Siminovitch Lab


My group's research programme is focused on identifying the genetic and cellular mechanisms modulating expression of the immune response and development of immunologic diseases. To this end, we have focussed our efforts on identifying the genes responsible for several immune diseases, the human X-linked immunodeficiency disease, Wiskott-Aldrich syndrome, and a murine model of systemic autoimmune and chronic disease known as the motheaten syndrome. With regards to Wiskott-Aldrich syndrome (WAS), until recently our efforts have been largely targeted toward isolation of the disease gene using a positional cloning approach. However, the gene has just been identified and studies aimed at delineating the function of the gene product and in particular its role in lymphocyte function are now underway in our lab. With respect to the motheaten syndrome, we have previously shown that this distinct phenotype is caused by loss-of-function mutations in the gene encoding a cytoplasmic tyrosine phosphatase, SHP-1. Thus, our research efforts in relation to the motheaten syndrome are now targeted toward elucidating the biological functions of SHP-1 and the molecular events linking SHP-1 mutation to expression of severe systemic autoimmunity and inflammation.
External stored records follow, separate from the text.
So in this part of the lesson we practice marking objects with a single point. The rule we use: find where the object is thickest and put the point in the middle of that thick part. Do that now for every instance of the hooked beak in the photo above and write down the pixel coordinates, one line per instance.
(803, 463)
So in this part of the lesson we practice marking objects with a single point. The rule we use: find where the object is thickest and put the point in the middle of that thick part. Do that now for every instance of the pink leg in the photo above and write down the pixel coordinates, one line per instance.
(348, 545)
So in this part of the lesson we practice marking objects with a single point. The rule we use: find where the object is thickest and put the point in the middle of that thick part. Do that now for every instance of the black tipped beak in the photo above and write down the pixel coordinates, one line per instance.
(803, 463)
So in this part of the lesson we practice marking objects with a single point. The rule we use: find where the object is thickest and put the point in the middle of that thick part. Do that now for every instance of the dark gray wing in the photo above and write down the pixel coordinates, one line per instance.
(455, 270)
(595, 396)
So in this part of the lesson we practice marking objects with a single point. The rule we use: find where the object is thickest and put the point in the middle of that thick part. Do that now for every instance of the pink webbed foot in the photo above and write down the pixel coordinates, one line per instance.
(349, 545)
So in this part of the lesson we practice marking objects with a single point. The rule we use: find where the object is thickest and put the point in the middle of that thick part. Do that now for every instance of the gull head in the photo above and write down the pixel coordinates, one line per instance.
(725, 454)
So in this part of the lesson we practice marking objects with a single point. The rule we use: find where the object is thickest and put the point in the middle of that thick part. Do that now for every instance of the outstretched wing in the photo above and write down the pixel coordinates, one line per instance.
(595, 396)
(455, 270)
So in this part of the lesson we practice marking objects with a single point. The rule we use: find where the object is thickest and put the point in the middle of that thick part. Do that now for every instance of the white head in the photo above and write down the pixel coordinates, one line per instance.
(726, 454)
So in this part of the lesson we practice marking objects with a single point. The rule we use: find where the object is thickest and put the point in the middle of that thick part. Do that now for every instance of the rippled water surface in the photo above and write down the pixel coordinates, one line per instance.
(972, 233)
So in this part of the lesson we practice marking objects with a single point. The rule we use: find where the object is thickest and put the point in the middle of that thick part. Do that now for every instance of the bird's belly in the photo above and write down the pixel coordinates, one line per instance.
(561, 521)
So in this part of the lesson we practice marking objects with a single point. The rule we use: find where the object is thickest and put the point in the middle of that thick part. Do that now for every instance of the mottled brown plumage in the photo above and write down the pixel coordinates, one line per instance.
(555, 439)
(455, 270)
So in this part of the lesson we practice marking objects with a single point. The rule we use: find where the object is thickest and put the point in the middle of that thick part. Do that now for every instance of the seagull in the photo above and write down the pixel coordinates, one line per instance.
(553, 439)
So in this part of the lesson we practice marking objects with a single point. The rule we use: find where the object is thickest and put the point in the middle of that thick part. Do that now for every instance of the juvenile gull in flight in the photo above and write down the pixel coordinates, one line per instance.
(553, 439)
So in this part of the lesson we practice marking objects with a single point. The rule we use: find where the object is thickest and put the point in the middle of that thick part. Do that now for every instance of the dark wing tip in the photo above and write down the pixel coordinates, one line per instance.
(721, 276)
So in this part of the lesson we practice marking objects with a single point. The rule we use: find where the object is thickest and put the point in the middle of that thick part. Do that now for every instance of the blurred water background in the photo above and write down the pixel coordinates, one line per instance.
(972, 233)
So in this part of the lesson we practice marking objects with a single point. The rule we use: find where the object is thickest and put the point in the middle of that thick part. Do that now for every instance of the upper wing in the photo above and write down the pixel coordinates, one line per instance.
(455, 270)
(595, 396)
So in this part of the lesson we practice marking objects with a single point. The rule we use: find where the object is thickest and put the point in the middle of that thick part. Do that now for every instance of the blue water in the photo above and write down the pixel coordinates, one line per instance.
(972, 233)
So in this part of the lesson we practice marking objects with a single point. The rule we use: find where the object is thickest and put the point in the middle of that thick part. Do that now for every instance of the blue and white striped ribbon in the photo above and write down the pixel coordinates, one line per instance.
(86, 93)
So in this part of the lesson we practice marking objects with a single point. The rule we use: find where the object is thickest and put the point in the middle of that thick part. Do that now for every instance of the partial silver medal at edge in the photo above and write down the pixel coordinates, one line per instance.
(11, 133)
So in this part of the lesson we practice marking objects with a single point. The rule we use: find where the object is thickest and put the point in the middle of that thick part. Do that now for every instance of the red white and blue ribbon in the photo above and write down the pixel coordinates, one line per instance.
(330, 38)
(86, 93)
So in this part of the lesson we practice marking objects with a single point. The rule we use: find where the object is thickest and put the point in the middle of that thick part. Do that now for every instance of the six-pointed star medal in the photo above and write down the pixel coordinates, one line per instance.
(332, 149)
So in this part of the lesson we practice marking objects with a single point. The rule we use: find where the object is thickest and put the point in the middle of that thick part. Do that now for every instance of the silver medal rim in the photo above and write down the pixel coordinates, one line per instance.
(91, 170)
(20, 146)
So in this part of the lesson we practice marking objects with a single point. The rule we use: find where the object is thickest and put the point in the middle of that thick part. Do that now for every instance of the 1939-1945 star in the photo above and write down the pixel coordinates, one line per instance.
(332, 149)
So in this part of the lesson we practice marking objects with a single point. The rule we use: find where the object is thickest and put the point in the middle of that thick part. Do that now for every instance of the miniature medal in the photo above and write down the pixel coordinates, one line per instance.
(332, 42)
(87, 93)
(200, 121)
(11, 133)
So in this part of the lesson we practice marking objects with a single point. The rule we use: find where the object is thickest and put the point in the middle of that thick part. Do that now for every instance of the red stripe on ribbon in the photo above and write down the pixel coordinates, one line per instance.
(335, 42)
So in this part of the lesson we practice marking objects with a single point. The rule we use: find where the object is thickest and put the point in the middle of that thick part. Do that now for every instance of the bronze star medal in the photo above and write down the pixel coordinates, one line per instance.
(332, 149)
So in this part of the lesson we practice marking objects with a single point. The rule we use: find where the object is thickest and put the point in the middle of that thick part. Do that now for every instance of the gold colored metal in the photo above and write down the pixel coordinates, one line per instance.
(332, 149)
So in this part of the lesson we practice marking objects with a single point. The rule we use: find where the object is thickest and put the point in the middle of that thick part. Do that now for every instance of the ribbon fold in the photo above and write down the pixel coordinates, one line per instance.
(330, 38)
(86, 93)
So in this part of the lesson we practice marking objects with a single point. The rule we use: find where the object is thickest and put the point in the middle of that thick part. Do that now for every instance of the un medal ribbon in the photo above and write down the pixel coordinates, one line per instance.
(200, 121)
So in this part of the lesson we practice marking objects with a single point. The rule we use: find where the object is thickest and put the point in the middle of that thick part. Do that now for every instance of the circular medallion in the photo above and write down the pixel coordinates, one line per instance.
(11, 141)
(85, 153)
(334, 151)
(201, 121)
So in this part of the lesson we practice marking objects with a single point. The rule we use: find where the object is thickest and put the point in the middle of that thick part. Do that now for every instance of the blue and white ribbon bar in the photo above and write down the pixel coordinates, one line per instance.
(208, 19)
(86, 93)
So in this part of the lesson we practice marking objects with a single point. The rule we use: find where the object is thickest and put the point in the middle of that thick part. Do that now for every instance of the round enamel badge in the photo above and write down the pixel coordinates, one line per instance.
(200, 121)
Another thrust of our group's research involves the use of a positional cloning approach to identify genes conferring susceptibility to chronic inflammatory diseases, and in particular asthma and the inflammatory bowel diseases (IBD), Crohn's and ulcerative colitis. With respect to the work on IBD, we (our group in collaboration with Drs. Zane Cohen, Gord Greenberg, Robin McLeod and Hillary Steinhart) have identified a number of families in which multiple individuals are affected by Crohn's or ulcerative colitis and are now beginning to analyse these families by genetic linkage analysis so as to map IBD-related genes and thereby lay the groundwork for the cloning and characterization of these genes.


Patients with Wiskott-Aldrich syndrome (WAS) manifest severely impaired humoral and cellular immunity and also markedly reduced platelet number and function. While the sequence of the WAS gene product (WASP) reveals this protein to be distinct from all other known proteins, our preliminary data suggest that WASP represents a signaling effector which links lymphocyte stimulation to cytoskeletal reorganization. Our future work on WAS will therefore continue to focus on delineating WASP function in normal lymphocytes and platelets and defining the molecular mechanisms linking WASP mutation to the phenotype expressed by WAS patients.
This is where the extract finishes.